Southern Living’s February 2012 issue (how can one magazine issue contain so many treasures under one cover? I’ll still be testing them until Christmas.) featured an article giving a new twist to some Southern classics. Chess pie was one of the classics it doctored up. The recipe featured was for Tangerine Chess Pie. The magazine stated that even anti-chess pie diehards (whatever misguided persons that might be) would give this new concoction thumbs-up! I had to see what this recipe was like.
Tangerine Chess Pie is baked in the same way as the traditional version except it contains 1/3 cup of fresh-squeezed tangerine (or orange juice) and 2 teaspoons tangerine (or orange zest).
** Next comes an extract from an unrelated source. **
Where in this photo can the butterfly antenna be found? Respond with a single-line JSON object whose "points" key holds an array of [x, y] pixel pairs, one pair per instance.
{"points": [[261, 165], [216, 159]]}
The top of the pie, once baked, is garnished with extra-thin tangerine (or orange) slices.
I loved the slight hint of citrus amidst the traditional custard filling. Hubby’s response: “Looks like a breakfast pie to me!” I reminded him that this wasn’t the day after Thanksgiving, when he annually consumes his legendary pumpkin-pie slice for his day-after morning meal. That didn’t hold him back as he dove into a Tangerine Chess Pie slice and consumed it. Double-wow! was his rating of this wonderful dish.
Tangerine Chess Pie
1 (14.1-ounce) package refrigerated pie crusts
1 1/2 cups sugar (or sugar substitute)
1 tablespoon all-purpose flour
1 tablespoon plain yellow cornmeal
1/4 teaspoon salt (or salt substitute)
1/4 cup butter, melted
2 teaspoons tangerine or orange zest
1/3 cup fresh tangerine juice or orange juice
1 tablespoon lemon juice
4 large eggs, lightly beaten (or 1 cup egg substitute)
garnishes: sweetened whipped cream (or sugar-free whipped topping),
tangerine (or orange) slices
Preheat oven to 450 degrees. Unroll pie crusts; stack on a lightly floured surface. Roll into a 12-inch circle. Fit piecrust into a 9-inch pie plate; fold edges under, and crimp edges. Use a fork to prick bottom and sides of crust. Bake 8 minutes; cool on a wire rack 15 minutes. Reduce oven temperature to 350 degrees. Whisk together sugar and next 8 ingredients until all are blended. Pour into prepared pie crust. Bake at 350 degrees for 40 to 45 minutes or until center of pie is set. Shield edges with foil after 20 minutes to prevent excessive browning. Makes 6 to 8 servings.